Chrysler's lawyers said NHTSA's November decision to put stronger seatback requirements o­n hold proved their claim that seatbacks that give way in a crash to absorb energy could be safe.

NHTSA has noted disturbing failures of seats in agency crash tests. In a Nov. 13, 2000 notice in the Federal Register seeking comments o­n a proposed rear-impact crash test to measure fuel-tank integrity, the agency noted dangerous forces to the dummies heads and necks because their seats rotated backward excessively.

"These high values raise concerns about head and neck protection of the occupants," NHTSA wrote. "The rear impact testing also raised concerns about the seat back strength as most seat backs collapsed in those tests."

Gerald Donaldson, research director for Advocates for Highway and Auto Safety, a Washington watchdog group, said it was clear that NHTSA regulators were dismayed by the seatback failures in the crash tests.

"NHTSA's research has made it pretty clear you need a controlled deformation in a rear-impact crash," Donaldson said.

Federal officials would not comment o­n any of the specifics involving the Nashville trial.

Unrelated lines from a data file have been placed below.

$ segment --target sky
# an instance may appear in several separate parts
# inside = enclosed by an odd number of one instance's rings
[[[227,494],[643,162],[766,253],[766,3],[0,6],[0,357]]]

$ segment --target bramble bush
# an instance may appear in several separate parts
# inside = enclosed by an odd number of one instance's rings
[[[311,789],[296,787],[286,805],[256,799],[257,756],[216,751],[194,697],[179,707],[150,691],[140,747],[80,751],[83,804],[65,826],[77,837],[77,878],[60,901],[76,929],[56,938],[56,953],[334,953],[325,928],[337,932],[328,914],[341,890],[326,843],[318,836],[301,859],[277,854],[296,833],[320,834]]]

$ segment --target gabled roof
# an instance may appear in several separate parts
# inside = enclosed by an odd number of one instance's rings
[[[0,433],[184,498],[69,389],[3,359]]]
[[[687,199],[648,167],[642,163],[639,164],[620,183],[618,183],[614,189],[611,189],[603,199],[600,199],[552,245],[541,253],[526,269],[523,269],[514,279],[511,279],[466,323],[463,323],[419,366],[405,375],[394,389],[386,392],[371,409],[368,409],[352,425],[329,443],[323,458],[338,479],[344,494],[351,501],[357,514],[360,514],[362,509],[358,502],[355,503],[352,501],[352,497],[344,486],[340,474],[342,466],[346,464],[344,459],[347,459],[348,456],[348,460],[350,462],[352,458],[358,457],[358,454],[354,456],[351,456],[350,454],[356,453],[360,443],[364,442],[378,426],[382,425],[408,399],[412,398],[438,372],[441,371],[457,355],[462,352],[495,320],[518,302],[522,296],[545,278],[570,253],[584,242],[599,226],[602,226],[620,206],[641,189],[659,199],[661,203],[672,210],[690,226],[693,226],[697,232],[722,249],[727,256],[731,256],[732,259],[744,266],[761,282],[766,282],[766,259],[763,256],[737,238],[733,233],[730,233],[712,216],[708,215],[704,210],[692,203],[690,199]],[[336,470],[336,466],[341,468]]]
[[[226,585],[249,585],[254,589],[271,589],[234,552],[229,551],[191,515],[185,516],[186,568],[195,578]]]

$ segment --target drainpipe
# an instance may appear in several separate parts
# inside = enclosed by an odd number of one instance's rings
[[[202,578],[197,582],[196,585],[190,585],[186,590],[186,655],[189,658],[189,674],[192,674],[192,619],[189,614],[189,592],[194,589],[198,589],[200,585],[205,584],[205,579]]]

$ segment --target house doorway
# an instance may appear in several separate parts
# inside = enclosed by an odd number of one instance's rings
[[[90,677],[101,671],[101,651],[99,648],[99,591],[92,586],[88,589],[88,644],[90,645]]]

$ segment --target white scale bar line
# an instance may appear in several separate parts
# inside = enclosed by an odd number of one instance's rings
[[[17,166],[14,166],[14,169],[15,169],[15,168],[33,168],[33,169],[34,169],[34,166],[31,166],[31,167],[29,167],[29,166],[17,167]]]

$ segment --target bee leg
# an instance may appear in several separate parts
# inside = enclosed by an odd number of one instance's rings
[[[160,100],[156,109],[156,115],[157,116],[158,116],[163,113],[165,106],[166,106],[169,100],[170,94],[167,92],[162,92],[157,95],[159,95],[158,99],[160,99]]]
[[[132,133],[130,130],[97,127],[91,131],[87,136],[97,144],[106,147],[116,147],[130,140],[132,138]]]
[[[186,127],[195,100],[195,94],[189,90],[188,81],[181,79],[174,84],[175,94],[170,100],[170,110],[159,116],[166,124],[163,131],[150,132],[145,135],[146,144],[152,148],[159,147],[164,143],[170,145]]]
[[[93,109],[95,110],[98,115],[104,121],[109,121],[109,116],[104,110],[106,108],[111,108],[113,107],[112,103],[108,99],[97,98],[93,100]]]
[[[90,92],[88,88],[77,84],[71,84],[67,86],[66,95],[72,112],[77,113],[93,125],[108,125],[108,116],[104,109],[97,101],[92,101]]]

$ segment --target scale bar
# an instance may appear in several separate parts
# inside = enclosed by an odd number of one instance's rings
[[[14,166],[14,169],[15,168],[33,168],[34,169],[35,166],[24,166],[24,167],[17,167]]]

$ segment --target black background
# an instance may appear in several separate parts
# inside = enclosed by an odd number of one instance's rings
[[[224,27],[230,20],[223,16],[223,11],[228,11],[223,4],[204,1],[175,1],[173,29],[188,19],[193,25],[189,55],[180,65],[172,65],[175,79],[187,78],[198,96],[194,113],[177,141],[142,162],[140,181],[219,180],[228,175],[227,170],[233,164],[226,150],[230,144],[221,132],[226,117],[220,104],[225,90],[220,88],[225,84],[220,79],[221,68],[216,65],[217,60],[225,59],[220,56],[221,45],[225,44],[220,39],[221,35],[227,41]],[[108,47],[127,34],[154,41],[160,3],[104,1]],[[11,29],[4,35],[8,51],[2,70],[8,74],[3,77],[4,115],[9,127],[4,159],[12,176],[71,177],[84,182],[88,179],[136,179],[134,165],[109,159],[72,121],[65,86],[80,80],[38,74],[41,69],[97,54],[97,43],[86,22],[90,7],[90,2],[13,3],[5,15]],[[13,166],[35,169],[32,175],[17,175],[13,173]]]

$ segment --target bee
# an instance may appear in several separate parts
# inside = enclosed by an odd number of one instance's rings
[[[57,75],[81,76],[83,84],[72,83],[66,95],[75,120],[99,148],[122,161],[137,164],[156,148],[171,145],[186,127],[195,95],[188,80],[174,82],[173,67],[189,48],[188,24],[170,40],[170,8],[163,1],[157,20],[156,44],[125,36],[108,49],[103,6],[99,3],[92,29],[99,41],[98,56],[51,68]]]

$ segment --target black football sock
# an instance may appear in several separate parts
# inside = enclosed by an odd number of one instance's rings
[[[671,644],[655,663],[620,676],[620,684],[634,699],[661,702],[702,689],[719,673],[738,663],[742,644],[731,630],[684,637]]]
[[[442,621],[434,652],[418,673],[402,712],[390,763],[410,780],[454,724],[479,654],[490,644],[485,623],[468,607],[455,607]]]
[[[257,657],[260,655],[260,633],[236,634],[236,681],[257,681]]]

But NHTSA spokesman Rae Tyson said the agency's suspension of work o­n revising the seatback-strength requirement does not mean regulators are no longer interested in upgrading seat designs. They are looking instead at more "holistic" approaches, Tyson said.

"The seatback strength rulemaking was terminated for the simple reason that we believe it may be wiser to approach the seat as part of an integrated unit rather than treat it as a separate part," Tyson said. "We're interested in finding ways to reduce the likelihood of serious injuries in rear-impact crashes."

In the future, NHTSA will look at how seats interact with their head restraints. The agency will continue to do research o­n seat design as time as resources allow. But it did conclude the safety issue was too complex to just raise the minimum strength requirement and be satisfied.

"If you merely increase seatback strength, you may be trading o­ne set of injuries for another," Tyson said.

"These seats did exactly what they were designed to do."